ますや味噌の提供らしく、ちょっと化調がきつかったけれど、牡蠣が5粒も入っていて旨かった。
しかし、どういう計算をしていたのか、その後に訪れたハーフコースの人たちは、牡蠣の入っていない牡蠣ダシ味噌汁だったらしい。
個人的には牡蠣は3粒でいいから、もう少し汁がほしかったので、ちぐはぐだなぁと感じた。

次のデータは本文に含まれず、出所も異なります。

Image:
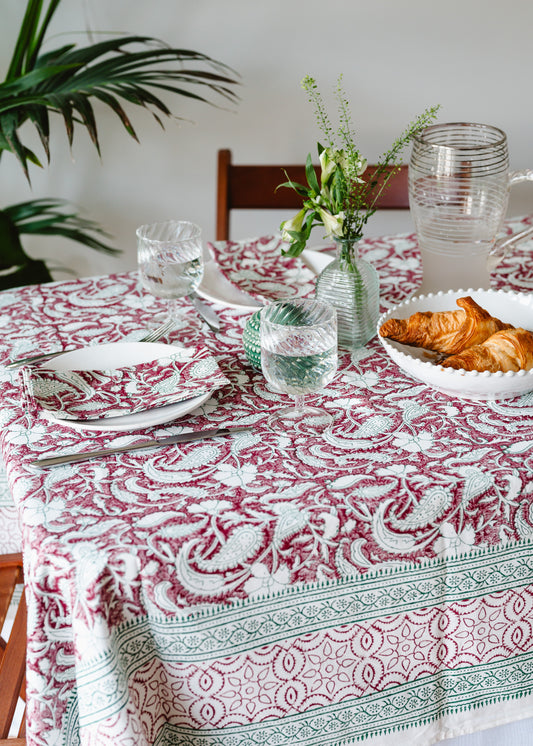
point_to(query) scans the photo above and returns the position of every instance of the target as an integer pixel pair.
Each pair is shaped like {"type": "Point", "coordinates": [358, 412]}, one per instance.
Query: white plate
{"type": "Point", "coordinates": [512, 308]}
{"type": "Point", "coordinates": [218, 289]}
{"type": "Point", "coordinates": [116, 355]}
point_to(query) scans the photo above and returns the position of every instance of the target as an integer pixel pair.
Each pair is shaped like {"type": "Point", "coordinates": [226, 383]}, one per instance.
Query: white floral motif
{"type": "Point", "coordinates": [236, 477]}
{"type": "Point", "coordinates": [452, 543]}
{"type": "Point", "coordinates": [421, 442]}
{"type": "Point", "coordinates": [264, 583]}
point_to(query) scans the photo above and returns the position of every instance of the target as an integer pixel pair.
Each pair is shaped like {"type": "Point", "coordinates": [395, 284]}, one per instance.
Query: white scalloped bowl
{"type": "Point", "coordinates": [512, 308]}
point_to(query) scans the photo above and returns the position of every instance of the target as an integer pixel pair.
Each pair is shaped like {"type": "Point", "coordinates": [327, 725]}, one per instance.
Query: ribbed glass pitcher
{"type": "Point", "coordinates": [459, 182]}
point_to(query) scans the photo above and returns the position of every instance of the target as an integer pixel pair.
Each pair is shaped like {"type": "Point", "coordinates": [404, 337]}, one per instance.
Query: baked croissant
{"type": "Point", "coordinates": [449, 332]}
{"type": "Point", "coordinates": [507, 350]}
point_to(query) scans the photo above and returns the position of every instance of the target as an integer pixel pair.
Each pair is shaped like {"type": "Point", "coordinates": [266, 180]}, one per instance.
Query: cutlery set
{"type": "Point", "coordinates": [214, 324]}
{"type": "Point", "coordinates": [207, 313]}
{"type": "Point", "coordinates": [70, 458]}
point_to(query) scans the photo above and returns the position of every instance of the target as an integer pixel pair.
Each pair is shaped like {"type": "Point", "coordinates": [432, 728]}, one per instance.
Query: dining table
{"type": "Point", "coordinates": [373, 584]}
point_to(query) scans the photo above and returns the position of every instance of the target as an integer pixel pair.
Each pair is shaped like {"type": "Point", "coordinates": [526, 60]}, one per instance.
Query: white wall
{"type": "Point", "coordinates": [398, 56]}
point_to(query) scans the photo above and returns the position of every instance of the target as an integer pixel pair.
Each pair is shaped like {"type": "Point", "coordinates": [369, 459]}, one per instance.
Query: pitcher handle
{"type": "Point", "coordinates": [502, 246]}
{"type": "Point", "coordinates": [515, 177]}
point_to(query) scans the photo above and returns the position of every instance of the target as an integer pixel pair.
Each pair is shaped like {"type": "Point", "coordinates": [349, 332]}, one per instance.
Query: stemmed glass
{"type": "Point", "coordinates": [298, 357]}
{"type": "Point", "coordinates": [170, 260]}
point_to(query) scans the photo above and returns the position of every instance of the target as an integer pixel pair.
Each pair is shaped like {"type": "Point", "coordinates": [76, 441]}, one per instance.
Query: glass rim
{"type": "Point", "coordinates": [141, 231]}
{"type": "Point", "coordinates": [300, 303]}
{"type": "Point", "coordinates": [421, 136]}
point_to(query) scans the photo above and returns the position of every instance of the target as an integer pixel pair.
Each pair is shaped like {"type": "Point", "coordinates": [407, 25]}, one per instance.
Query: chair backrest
{"type": "Point", "coordinates": [254, 188]}
{"type": "Point", "coordinates": [13, 650]}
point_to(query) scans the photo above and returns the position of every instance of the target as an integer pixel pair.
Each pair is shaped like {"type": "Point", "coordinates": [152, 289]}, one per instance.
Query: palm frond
{"type": "Point", "coordinates": [50, 217]}
{"type": "Point", "coordinates": [133, 69]}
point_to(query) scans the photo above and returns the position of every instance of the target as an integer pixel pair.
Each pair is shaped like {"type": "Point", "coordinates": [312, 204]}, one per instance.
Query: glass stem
{"type": "Point", "coordinates": [173, 309]}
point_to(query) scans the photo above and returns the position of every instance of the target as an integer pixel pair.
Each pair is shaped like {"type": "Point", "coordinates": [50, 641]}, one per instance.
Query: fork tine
{"type": "Point", "coordinates": [156, 334]}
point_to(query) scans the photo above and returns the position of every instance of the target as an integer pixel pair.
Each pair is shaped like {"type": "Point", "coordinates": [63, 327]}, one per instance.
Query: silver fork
{"type": "Point", "coordinates": [152, 336]}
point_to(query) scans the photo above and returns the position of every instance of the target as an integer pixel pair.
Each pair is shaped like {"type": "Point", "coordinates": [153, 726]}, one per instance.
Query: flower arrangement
{"type": "Point", "coordinates": [342, 201]}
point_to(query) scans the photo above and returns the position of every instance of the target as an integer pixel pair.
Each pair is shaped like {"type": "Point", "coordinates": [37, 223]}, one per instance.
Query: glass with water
{"type": "Point", "coordinates": [170, 260]}
{"type": "Point", "coordinates": [299, 357]}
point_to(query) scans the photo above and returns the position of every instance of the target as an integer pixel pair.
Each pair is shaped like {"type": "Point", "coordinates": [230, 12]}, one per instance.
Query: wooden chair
{"type": "Point", "coordinates": [13, 650]}
{"type": "Point", "coordinates": [254, 188]}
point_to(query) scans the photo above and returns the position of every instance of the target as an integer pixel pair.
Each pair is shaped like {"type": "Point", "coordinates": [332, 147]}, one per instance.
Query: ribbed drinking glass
{"type": "Point", "coordinates": [299, 357]}
{"type": "Point", "coordinates": [170, 260]}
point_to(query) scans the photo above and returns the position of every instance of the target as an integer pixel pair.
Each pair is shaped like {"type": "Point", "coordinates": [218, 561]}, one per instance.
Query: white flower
{"type": "Point", "coordinates": [332, 223]}
{"type": "Point", "coordinates": [295, 224]}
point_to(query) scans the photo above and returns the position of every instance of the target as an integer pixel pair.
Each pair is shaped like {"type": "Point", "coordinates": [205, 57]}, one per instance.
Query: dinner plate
{"type": "Point", "coordinates": [116, 355]}
{"type": "Point", "coordinates": [216, 288]}
{"type": "Point", "coordinates": [509, 307]}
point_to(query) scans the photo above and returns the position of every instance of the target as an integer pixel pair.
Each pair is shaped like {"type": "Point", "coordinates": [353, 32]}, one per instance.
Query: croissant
{"type": "Point", "coordinates": [507, 350]}
{"type": "Point", "coordinates": [449, 332]}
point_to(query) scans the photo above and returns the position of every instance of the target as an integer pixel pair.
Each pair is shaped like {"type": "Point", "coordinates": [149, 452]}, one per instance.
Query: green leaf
{"type": "Point", "coordinates": [310, 175]}
{"type": "Point", "coordinates": [56, 217]}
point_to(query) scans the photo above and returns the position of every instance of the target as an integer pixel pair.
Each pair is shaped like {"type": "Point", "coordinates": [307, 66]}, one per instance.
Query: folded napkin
{"type": "Point", "coordinates": [257, 267]}
{"type": "Point", "coordinates": [92, 394]}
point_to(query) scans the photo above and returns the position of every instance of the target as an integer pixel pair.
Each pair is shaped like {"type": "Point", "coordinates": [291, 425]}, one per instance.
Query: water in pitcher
{"type": "Point", "coordinates": [455, 247]}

その他、みかんジュースやキャラメル、みかんの振る舞いがあり、みかんジュースを飲んで、みかんを食べて、トイレに行って再出発した。
ここからも3人体制でチームを組み、豊浜大橋、豊島大橋を超えて行ったが、豊島大橋を渡ってすぐだっただろうか、僕が先頭を走っていて、後ろから634さんが「ネコちゃんが先に行ってくれって!」と声をかけてきた。
パンクなどのメカトラブルならば、手があったほうが助かるので、戻ろうかと言うと、どうもそうではないとのこと。
すぐに追い付くとのことなので、ちょっとペースを落として先に進んだ。

なかなか追い付いて来ないなぁと思いつつ、61kmのエイドステーションに到着した。
すぐに634さんも入ってくる。
ネコ吉さんどうしたのかね?と話しつつ、呉細うどんに数名並んでいたので、とりあえず我々も並んだ。
そうこうしているとネコ吉さんが到着。
どうしたの?と訊くと、足が痙攣したとのこと。
登りで1回来て、2回目が来たので降車してストレッチをやっていたらしい。

それは災難だったねと言いながら細うどんを食べた。
麺は元祖の「山乃家」のもので、社長自らが調理してくれていたが、いかんせん釜が小さすぎ。
そこへテボを突っ込んで茹でているから、客のペースに追い付いていない。
茹でたうどんにネギやちりめんを載せて、濃いぶっかけタレのようなもので味付けして供する。
量は少ないが、咽喉越しの良いうどんはエイドとして上々の旨さだった。
「下関海響マラソン」の時もそうだったけれど、こういう麺類は非常にありがたいのだ。

ここでもみかんジュースやみかんを振舞ってくれ、特にみかんは食べ放題。
まぁ、1つ食べれば十分だけど、オレンジライドという名前通りで嬉しかった。
僕は膝に軽い痛みが出ていたけれど、これは1ヶ月前のフルマラソンのダメージだろうと軽く考えていた。
634さんは少し疲れているっぽいし、ネコ吉さんは少し消耗している様子。
ちょっと長めの休憩を取って、再出発することにした。

僕が一番余裕がありそうだったので、やはり先頭を引いたが、なかなか都合良く引っ張ってくれる人がいない。
そのうち、30kmくらいで気持ち良く飛ばしている人が見つかったので、その人の後ろに付くことにした。
すると、その人は結構ブンブン飛ばして、最初は遠くに見えた集団に追い付いてしまった。
この頃になると前後が疎になっているので、同じ程度のレベルの人が集まる集団はなかなかない。
先頭はビブスを付けたサポートスタッフだから、遠慮せずに後ろに付けるし、30km前後でブンブン飛ばしてドンドン追い抜いていく。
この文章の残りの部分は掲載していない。